RS: I think we have laid waste to the myth that cash is what makes people come back to court. We have bailed 22,000 people out of jail, and our clients make 95 percent of their court appearances, providing some of the necessary data to dismantle this myth. I’m proud of the stories that our clients have generously shared with the world about the devastating consequences of pretrial incarceration, what it meant to have their bail paid by a not-for-profit revolving bail fund, and the difference it made in their lives and the outcomes of their cases. 

I’m proud of the communications work that we’ve done and the data we’ve been able to collect, because I’ve learned that you can change hearts with stories, but sometimes you need to change minds with actual data. Our data is unique and unusual, so I think we’re filling a gap in the field and I hope other advocates can use this data to work towards systemic change, not just in the pretrial system, but in the criminal legal system generally.

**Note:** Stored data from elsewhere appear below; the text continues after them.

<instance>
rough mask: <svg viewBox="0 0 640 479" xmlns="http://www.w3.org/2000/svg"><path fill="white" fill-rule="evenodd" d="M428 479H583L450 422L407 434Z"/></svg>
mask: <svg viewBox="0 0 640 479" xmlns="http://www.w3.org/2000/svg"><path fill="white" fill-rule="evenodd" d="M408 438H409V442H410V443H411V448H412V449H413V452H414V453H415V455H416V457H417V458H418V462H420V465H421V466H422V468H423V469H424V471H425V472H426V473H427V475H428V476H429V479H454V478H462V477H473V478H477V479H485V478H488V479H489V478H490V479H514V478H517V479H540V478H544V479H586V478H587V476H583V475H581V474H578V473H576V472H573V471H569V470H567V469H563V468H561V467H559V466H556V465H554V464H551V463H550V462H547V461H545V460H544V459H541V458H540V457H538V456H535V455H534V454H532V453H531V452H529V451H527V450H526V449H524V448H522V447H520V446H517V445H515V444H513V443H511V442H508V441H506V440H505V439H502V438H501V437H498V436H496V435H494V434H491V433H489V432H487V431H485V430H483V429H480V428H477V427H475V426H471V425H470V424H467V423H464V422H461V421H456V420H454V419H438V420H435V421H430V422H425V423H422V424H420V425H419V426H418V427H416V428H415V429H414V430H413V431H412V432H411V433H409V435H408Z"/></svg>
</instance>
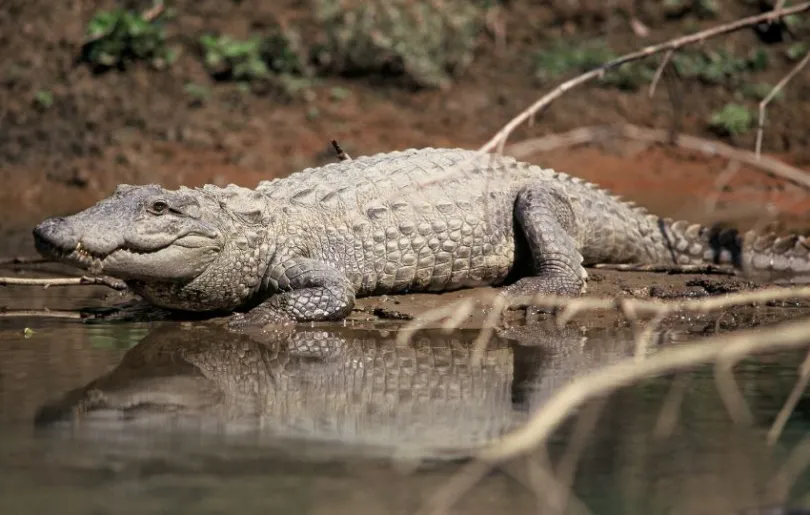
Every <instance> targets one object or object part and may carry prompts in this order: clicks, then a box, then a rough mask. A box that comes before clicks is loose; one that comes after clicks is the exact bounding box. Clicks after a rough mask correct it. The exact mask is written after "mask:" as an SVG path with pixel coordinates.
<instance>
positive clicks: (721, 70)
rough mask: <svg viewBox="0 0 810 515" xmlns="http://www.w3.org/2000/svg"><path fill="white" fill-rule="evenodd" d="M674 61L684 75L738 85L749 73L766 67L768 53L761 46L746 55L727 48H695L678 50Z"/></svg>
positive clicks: (672, 60)
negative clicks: (739, 54)
mask: <svg viewBox="0 0 810 515" xmlns="http://www.w3.org/2000/svg"><path fill="white" fill-rule="evenodd" d="M672 64H673V65H674V66H675V69H676V70H677V71H678V74H679V75H680V76H681V77H683V78H687V79H697V80H700V81H701V82H704V83H706V84H715V85H726V86H735V85H738V84H740V83H741V82H742V79H743V78H744V74H745V73H746V72H751V71H761V70H764V69H766V68H767V67H768V55H767V53H765V51H764V50H761V49H757V50H755V51H753V52H751V53H750V54H749V55H748V56H747V57H745V58H743V57H739V56H736V55H734V54H733V53H731V52H729V51H727V50H725V49H719V50H699V51H694V50H693V51H687V52H682V53H676V54H675V55H674V56H673V57H672Z"/></svg>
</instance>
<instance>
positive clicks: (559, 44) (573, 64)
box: [535, 40, 616, 81]
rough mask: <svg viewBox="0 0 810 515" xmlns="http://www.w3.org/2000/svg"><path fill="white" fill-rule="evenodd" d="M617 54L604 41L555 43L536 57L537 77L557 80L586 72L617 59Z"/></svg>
mask: <svg viewBox="0 0 810 515" xmlns="http://www.w3.org/2000/svg"><path fill="white" fill-rule="evenodd" d="M615 58H616V54H615V53H614V52H613V50H611V49H610V48H608V47H607V46H606V45H605V44H604V43H603V42H602V41H589V42H585V43H580V44H577V43H572V42H570V41H559V40H557V41H555V42H554V43H552V45H551V47H550V48H548V49H544V50H541V51H540V52H538V53H537V55H536V57H535V70H536V71H535V76H536V77H537V78H539V79H540V80H542V81H547V80H552V79H557V78H558V77H561V76H563V75H566V74H568V73H570V72H586V71H588V70H592V69H593V68H596V67H598V66H601V65H603V64H605V63H606V62H608V61H610V60H612V59H615Z"/></svg>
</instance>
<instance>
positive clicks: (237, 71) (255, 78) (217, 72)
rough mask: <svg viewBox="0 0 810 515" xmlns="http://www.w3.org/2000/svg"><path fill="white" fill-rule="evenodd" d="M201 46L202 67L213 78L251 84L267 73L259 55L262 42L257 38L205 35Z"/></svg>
mask: <svg viewBox="0 0 810 515" xmlns="http://www.w3.org/2000/svg"><path fill="white" fill-rule="evenodd" d="M200 45H202V48H203V61H204V63H205V67H206V69H207V70H208V71H209V73H211V75H212V76H214V77H216V78H219V79H232V80H236V81H250V80H254V79H263V78H266V77H267V76H268V75H269V74H270V68H269V67H268V66H267V63H266V62H264V59H263V56H262V53H261V48H262V40H261V39H260V38H258V37H256V36H253V37H251V38H250V39H247V40H238V39H234V38H232V37H231V36H229V35H227V34H224V35H219V36H214V35H210V34H206V35H204V36H202V37H201V38H200Z"/></svg>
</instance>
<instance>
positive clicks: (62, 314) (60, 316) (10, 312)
mask: <svg viewBox="0 0 810 515" xmlns="http://www.w3.org/2000/svg"><path fill="white" fill-rule="evenodd" d="M29 317H31V318H33V317H42V318H70V319H75V320H81V318H82V314H81V313H77V312H76V311H65V310H62V311H51V310H49V309H9V310H0V318H29Z"/></svg>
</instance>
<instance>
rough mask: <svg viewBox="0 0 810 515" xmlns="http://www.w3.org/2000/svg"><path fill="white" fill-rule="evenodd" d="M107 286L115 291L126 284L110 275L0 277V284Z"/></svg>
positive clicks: (9, 284) (6, 285)
mask: <svg viewBox="0 0 810 515" xmlns="http://www.w3.org/2000/svg"><path fill="white" fill-rule="evenodd" d="M89 285H95V286H107V287H108V288H112V289H113V290H117V291H124V290H126V289H127V285H126V284H125V283H124V281H121V280H119V279H114V278H112V277H88V276H84V277H57V278H54V279H43V278H36V279H28V278H23V277H0V286H42V287H44V288H50V287H51V286H89Z"/></svg>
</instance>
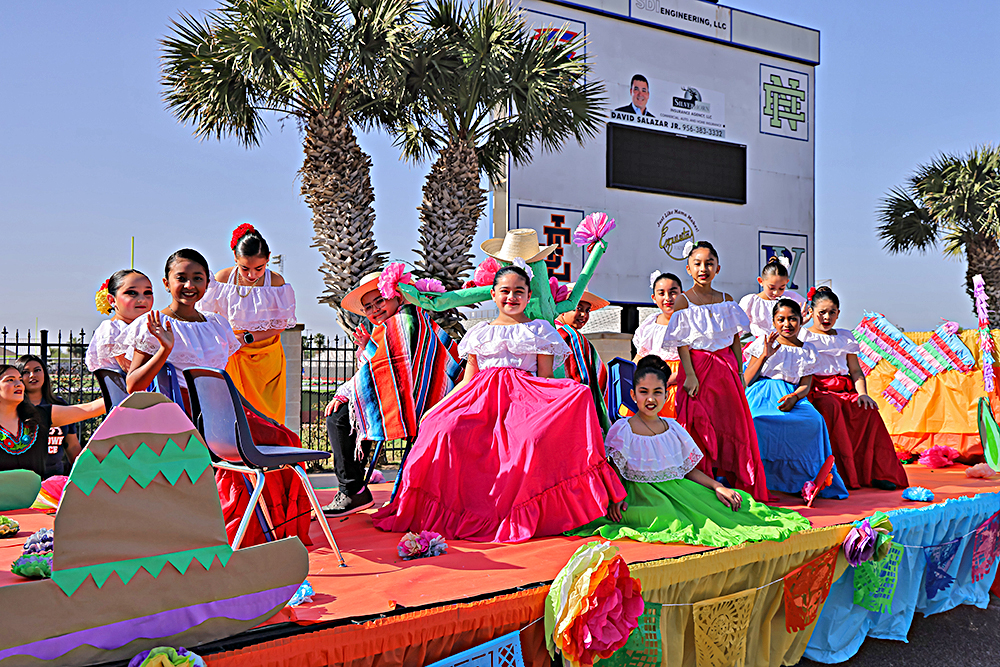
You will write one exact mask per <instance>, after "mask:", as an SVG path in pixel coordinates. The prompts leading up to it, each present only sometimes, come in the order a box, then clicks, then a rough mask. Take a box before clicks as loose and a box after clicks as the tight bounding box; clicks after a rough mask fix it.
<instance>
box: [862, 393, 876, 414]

I also feel really proud that we have created a big national not-for-profit, but stayed respectful of local jurisdictions and incorporated local leadership. We’ve hired people to work in their own local communities and prioritized people with lived experience. I feel really good about the leadership and staff we have built and the work we’ve all done.

SK: What sort of work can we, as citizens, do to combat the bail process and mass incarceration itself?

RS: This sounds simple and corny, but get educated. It’s hard to grasp the process’s impacts without experiencing it yourself, so it’s important to get proximate. The simplest way to do that is to go sit in a courthouse. You’ll be stunned.

To incite change, you can support progressive politicians; ask candidates their positions on the cash bail system, mandatory sentencing, and incarcerating juveniles; do research around criminal justice and judges; know who you’re voting for; and hold them accountable when they fall short on their promises.

*This interview has been edited for length and clarity.